The press picked up on it because McMillian would tell them, “I’m taking my boys to Death Valley,” when he spoke about the Clemson trip every year. Presbyterian and Clemson opened the season every year from 1930-1957.

Gault was a player and coach during most of those years, and never did the PC teams he was on come close to beating Clemson, which became relevant on the national scene in the late 1930s and early 1940s.

“I was 16 years old as a freshman when I came to PC, and playing in Death Valley was special,” said Gault, who was also the head coach at Presbyterian from 1962-’84. “I do remember this more than anything – it was hot, and I mean real hot at Clemson.

“You haven’t felt hot until you played in Death Valley in early September.”

Clemson head coach Frank Howard soon picked up on the moniker “Death Valley” and started referring to Memorial Stadium as such when he went to IPTAY meetings or when speaking to the press. The earliest accounts of Howard using the nickname came in the late 1940s and early ’50s when the Tigers were making regular trips to the Orange Bowl and Gator Bowl and were a national player in college football.

“When Coach Howard picked up on the nickname and started using it to the media, it became really popular,” Gault said.

Tiger Field was called “Deaf Valley”

In 1957, a young athlete by the name of Billy Cannon made his way to LSU. A local kid from Baton Rouge, Cannon was one of the more sought after players in the country. He scored 39 touchdowns his senior year of high school, allowing him to earn All-American honors.

Cannon was also a track star and was clocked running 100-yards in 9.4 seconds and 4.12 seconds in the 40.

At LSU, Cannon lived up to the hype. As a three-year starter in 1957, ’58 and ’59 he set all sorts of records, while leading the Tigers to their first national championship in 1958 and winning the Heisman Trophy in 1959.

But his most memorable moment and the one that started the controversy on who owns the rights of being called the original “Death Valley” came on Halloween night in 1959. Trailing No. 3 Ole Miss, 3-0, late in the game, Cannon had his Heisman moment when he took a punt at his own 11-yard line, broke seven tackles before he got to his own 40, and then ran away from everyone the final 60 yards for the game-winning score.

In Marty Mule’s 1993 book called the Eye of the Tiger, One Hundred Years of LSU Football he describes that night and at the same time speaks to the origin of how Tiger Stadium became known as “Death Valley.”

In the Chapter called “Death Valley USA” and on page 123, Mule wrote about the reaction from Cannon’s 89-yard punt return to beat Ole Miss.

Mule wrote: “The noise level generated by Cannon’s run is to have supposed to have brought people scurrying from their homes for miles around to see what happened, part of why Tiger Field was dubbed ‘Deaf Valley.’

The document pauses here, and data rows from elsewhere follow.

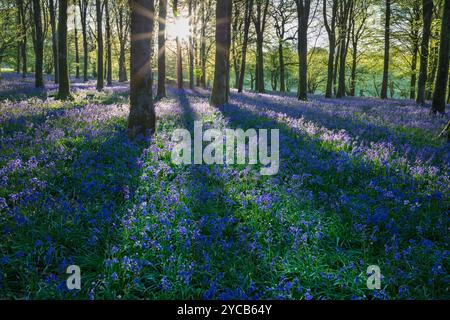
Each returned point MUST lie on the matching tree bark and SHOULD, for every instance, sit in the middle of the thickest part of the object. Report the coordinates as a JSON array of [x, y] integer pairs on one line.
[[387, 42], [219, 95], [38, 45], [303, 10], [427, 14], [108, 46], [77, 53], [52, 10], [100, 72], [142, 119], [248, 17], [83, 5], [443, 64], [64, 84], [331, 31], [161, 91]]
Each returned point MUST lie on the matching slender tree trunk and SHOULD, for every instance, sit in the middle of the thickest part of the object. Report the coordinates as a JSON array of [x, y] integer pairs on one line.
[[248, 17], [64, 84], [303, 9], [219, 95], [203, 46], [191, 47], [412, 94], [346, 7], [442, 70], [179, 53], [331, 31], [142, 119], [161, 92], [23, 31], [432, 75], [77, 53], [387, 43], [82, 4], [100, 73], [38, 45], [427, 14], [353, 72], [108, 46], [52, 10], [282, 67]]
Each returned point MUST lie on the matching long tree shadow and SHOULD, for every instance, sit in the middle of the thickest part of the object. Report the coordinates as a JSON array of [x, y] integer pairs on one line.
[[75, 219]]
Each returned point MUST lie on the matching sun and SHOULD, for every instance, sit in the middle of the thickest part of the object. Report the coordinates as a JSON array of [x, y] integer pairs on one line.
[[180, 28]]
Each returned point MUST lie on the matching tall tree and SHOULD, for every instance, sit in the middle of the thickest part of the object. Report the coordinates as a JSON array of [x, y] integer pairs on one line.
[[247, 21], [427, 16], [99, 16], [387, 45], [179, 55], [303, 11], [283, 15], [83, 5], [77, 53], [52, 7], [142, 118], [330, 27], [108, 45], [38, 45], [121, 12], [260, 21], [358, 30], [219, 94], [191, 44], [346, 8], [23, 38], [443, 65], [64, 84], [161, 90]]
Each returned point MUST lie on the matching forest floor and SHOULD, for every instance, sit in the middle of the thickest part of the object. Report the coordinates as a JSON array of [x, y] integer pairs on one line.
[[361, 182]]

The name ‘Death Valley’ – which was used first at Clemson – was picked when the original term was not properly enunciated, and misunderstood.”

In other words, LSU never intended Tiger Field to be called “Death Valley.” The locals could not say “Deaf Valley” correctly. Also, it proves Tiger Field’s nickname did not come until many years after Clemson began using the moniker “Death Valley.”

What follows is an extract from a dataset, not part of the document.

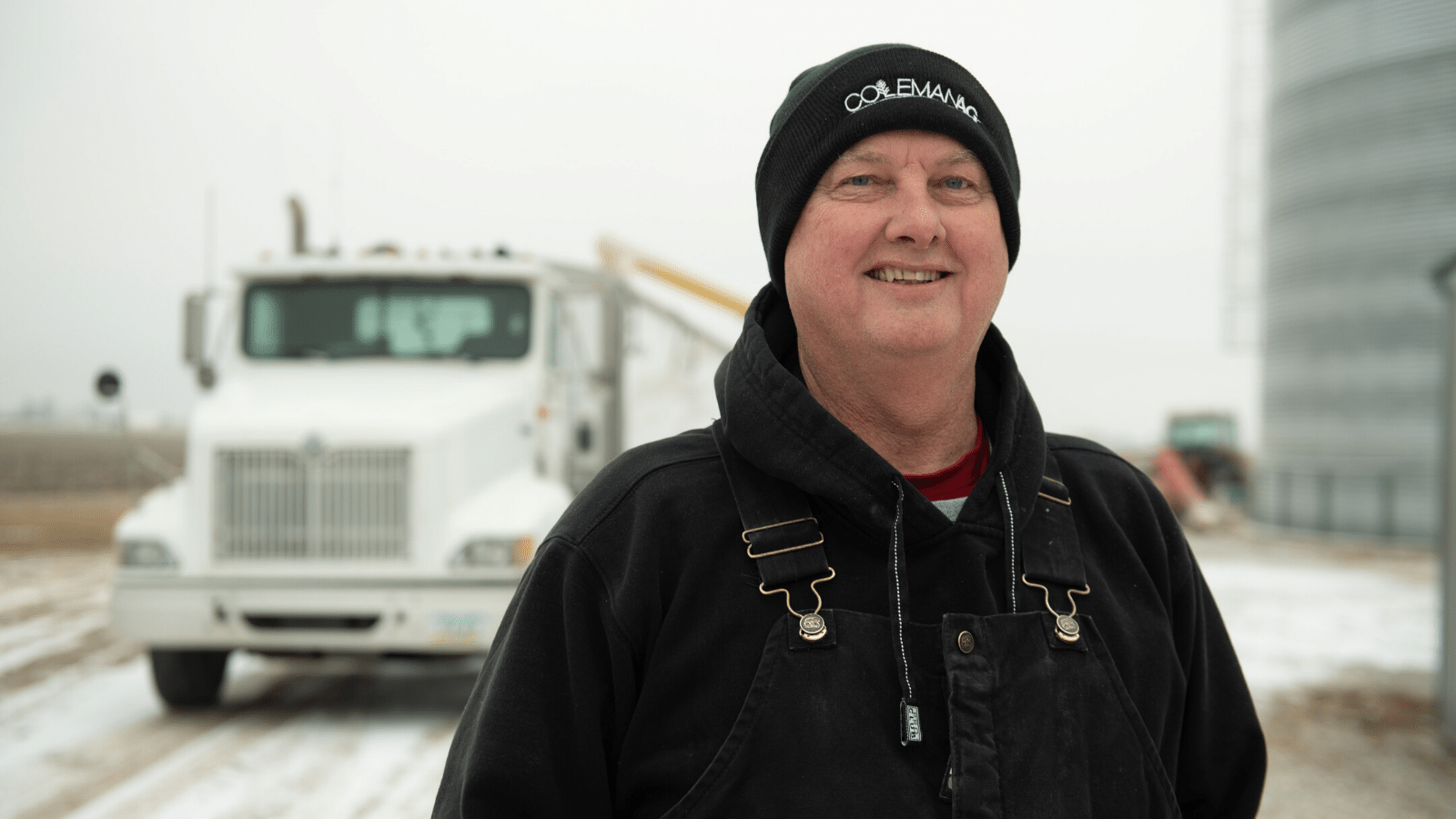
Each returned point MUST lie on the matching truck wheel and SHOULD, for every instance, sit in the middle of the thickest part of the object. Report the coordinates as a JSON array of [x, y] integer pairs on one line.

Former LSU and South Carolina head coach Paul Dietzel confirmed Mule’s writings. Dietzel coached the Tigers from 1955-’61 and he said the nickname “Death Valley” was not used for Tiger Field while he was the head coach in Baton Rouge.

“I don’t think so. That came a little later,” said Dietzel from his Baton Rouge home last week.

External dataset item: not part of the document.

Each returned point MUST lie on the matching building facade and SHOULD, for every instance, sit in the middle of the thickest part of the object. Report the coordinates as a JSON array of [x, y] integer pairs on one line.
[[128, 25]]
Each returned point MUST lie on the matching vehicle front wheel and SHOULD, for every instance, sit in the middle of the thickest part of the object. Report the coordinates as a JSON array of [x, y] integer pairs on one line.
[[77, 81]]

Earlier this year, South Carolina head coach Steve Spurrier brought up this debate, again on who is the original Death Valley.

Prior to his team’s visit to LSU, he said, “Most of our guys have never been to Death Valley. That is the Death Valley, isn’t it? Or is there another one? There’s two of them? That’s right there’s two Death Valleys. Was LSU the first one or the second one? They were first? Oh, okay.”

Thanks to Spurrier’s curiosity, if you will, we now know the answer to that question, and it could not have come at a better time as No. 13 Clemson gets set to face No. 7 LSU in the Chick-fil-A Bowl on New Year’s Eve. We now know that Clemson is College Football’s Original Death Valley.